Altenergy Acquisition Corp.

05/01/2026 | Press release | Distributed by Public on 05/01/2026 09:45

Proxy Results, Amendments to Bylaws (Form 8-K)

Item 5.03.

Amendments to Articles of Incorporation or Bylaws; Change in Fiscal Year.

The information disclosed in Item 5.07 of this Current Report on Form 8-K under the heading "Proposal 1" is incorporated by reference into this Item 5.03 to the extent required.

Item 5.07.

Submission of Matters to a Vote of Security Holders.

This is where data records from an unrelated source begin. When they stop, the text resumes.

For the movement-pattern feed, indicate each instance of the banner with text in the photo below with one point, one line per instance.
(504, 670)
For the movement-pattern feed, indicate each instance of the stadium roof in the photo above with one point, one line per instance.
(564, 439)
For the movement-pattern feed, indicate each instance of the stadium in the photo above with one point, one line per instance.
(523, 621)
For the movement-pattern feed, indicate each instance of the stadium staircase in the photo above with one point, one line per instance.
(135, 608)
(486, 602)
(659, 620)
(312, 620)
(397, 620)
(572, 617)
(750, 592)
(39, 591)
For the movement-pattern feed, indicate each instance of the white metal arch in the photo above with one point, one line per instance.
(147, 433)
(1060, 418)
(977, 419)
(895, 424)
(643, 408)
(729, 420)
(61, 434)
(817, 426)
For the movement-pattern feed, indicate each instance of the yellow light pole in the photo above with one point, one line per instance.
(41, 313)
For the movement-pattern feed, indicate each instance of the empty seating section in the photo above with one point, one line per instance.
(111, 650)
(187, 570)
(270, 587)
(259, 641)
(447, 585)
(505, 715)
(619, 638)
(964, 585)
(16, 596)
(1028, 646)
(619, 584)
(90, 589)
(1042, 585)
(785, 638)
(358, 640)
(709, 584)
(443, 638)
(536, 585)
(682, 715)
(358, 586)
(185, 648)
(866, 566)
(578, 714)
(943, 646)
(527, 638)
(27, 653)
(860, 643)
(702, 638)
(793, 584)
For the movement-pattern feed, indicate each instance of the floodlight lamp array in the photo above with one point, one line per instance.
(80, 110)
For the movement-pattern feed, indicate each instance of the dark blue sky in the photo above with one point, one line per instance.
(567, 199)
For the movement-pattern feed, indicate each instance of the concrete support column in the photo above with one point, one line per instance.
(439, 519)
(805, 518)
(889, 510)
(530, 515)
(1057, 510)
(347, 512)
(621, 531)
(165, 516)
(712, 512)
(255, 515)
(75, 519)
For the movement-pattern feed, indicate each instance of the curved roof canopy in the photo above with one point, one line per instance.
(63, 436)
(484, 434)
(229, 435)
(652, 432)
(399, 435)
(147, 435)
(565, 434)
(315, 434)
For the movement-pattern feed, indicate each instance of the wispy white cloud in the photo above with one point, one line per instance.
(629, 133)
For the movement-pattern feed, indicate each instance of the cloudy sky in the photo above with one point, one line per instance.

On April 27, 2026, AltEnergy Acquisition Corp., a Delaware corporation (the "Company") held a special meeting of stockholders (the "Special Meeting"). As of March 20, 2026, the record date of the Special Meeting, there were 6,266,197 issued and outstanding shares of common stock of the Company, par value $0.0001 per share (the "Common Stock") comprised of 6,016,197 shares of the Company's Class A common stock, par value $0.0001 per share ("Class A Shares"), and 250,000 shares of the Company's Class B common stock, par value $0.0001 per share. At the Special Meeting, approximately 91.8% of the total shares of Common Stock outstanding as of the record date were present in person or by proxy, which constituted a quorum. A summary of the voting results at the Special Meeting for each of the proposals is set forth below.

Proposal 1

The Company's stockholders approved the proposal to file an amendment to the Company's Amended and Restated Certificate of Incorporation with the Secretary of State of Delaware to extend the date by which the Company must (1) consummate a merger, capital stock exchange, asset acquisition, stock purchase, reorganization or similar business combination with one or more businesses or (2) cease its operations except for the purpose of winding up if it fails to complete such initial business combination, and redeem all of the Class A Shares included as part of the units sold in the Company's initial public offering that was consummated on November 2, 2021 (the "IPO"), from May 1, 2026, to May 3, 2027 (the "Extended Date") (such proposal, the "Extension"). The voting results for such proposal were as follows:

For

Against

Abstain

5,750,010 0 0

Proposal 2

The proposal to adjourn the Special Meeting to a later date or dates, if necessary or convenient, to permit further solicitation and vote of proxies in the event that there were insufficient votes for, or otherwise in connection with, the approval of the Extension and the Redemption Limitation Amendment, was not presented at the Special Meeting as the Extension Proposal received a sufficient number of votes for approval.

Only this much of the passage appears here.